6 Conceptions socialistes différentes

6.1 Conception anarchiste

L'anarchisme et ses différents courants ne donnent pas une vision définie de la révolution. Pour nous c'est précisément parce que c'est une idéologie métaphysique qui ne peut saisir la dynamique historique. Les anarchistes ont pour point commun de rejeter l'intervention des partis et de prôner "l'abolition de l'État", mais tandis que certains, spontanéistes, comptent sur le débouché naturel d'un mouvement de révolte sur la révolution, d'autres, anarcho-syndicalistes, envisagent le syndicat comme la cellule de base de la future organisation sociale, d'autres, proudhoniens, préconisent le mutuellisme pour faire "tâche d'huile", etc...

6.2 Conception blanquiste

Du nom de Louis-Auguste Blanqui, révolutionnaire du XIXème siècle qui fomentait avec ses hommes de confiance des complots, visant à s'emparer du pouvoir par un coup d'État. C'est une vision qui fait bien sûr complètement abstraction de l'auto-organisation des masses, et qui est partiellement rattaché au courant du socialisme utopique.

6.3 Conception castriste/guévariste

Aussi appelée foquisme, c'est l'idée que la révolution peut découler de l'extension d'une guerrilla qui renverserait le pouvoir.

6.4 Conception réformiste

Les réformistes rejettent par définition l'idée de révolution, et prétendent changer la société graduellement, accédant à l'État par les élections et défendant des réformes sociales. Cependant la nature réformiste/révolutionnaire d'un parti est parfois ambigüe, et aux ambiguités théoriques correspondent souvent des ambiguités sémantiques, comme "transformer révolutionnairement la société", "défendre un projet de société révolutionnaire"...

7 Tentatives historiques

Différentes tentatives de révolution socialiste ont eu lieu, mais ont toutes échoué, à différents stades. Apprendre des erreurs commises alors est d'une importance cruciales pour les communistes.
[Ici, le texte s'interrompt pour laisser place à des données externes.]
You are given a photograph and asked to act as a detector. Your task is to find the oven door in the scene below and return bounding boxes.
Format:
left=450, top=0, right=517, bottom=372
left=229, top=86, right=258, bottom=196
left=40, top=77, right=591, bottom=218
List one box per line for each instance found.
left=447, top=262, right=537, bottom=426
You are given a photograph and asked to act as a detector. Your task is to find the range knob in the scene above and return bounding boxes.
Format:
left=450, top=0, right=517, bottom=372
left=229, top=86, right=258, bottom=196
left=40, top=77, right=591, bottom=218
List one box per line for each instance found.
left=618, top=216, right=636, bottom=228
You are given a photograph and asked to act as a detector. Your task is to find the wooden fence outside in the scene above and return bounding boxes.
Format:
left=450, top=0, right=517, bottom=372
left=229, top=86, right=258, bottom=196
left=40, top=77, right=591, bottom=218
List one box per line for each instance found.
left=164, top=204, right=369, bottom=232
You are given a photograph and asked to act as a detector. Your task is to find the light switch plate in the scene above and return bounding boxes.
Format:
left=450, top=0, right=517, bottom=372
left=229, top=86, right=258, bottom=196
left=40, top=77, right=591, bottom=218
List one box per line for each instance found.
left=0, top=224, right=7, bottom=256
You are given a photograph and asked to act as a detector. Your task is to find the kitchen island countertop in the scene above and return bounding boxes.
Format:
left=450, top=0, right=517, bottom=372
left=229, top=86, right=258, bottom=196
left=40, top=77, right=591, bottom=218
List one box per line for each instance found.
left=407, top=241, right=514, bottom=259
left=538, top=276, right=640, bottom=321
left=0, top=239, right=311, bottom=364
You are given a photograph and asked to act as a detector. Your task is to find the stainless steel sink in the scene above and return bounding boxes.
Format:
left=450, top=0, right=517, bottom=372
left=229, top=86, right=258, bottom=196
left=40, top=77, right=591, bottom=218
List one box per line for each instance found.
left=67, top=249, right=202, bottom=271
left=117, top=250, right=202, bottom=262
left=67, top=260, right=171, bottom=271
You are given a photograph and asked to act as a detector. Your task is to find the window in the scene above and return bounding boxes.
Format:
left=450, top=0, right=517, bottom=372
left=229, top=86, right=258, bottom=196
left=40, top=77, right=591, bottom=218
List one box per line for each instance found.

  • La Commune de Paris (1871) fut la première expérience substantielle, mais sans direction politique, ce qui causa son écrasement sanglant par la réaction.
  • La Révolution d'Octobre fut la première victoire d'une révolution socialiste dans un pays, mais l'extension internationale de la révolution échoua, ce qui condamna le nouvel État ouvrier à la dégénerescence.
  • La révolution allemande fut un immense espoir, mais il lui manqua une direction politique aguerrie. Elle révéla aussi tragiquement que l'opportunisme conduit les socialistes dans le camp réactionnaire en de telles circonstances.
  • La révolution espagnole fut également un grand moment d'auto-organisation des prolétaires, mais les anarchistes qui en étaient la force motrice la conduirent malgré eux à l'échec.
  • La révolution chinoise de 1927 fut littéralement tuée par la politique internationale de l'Internationale stalinisée.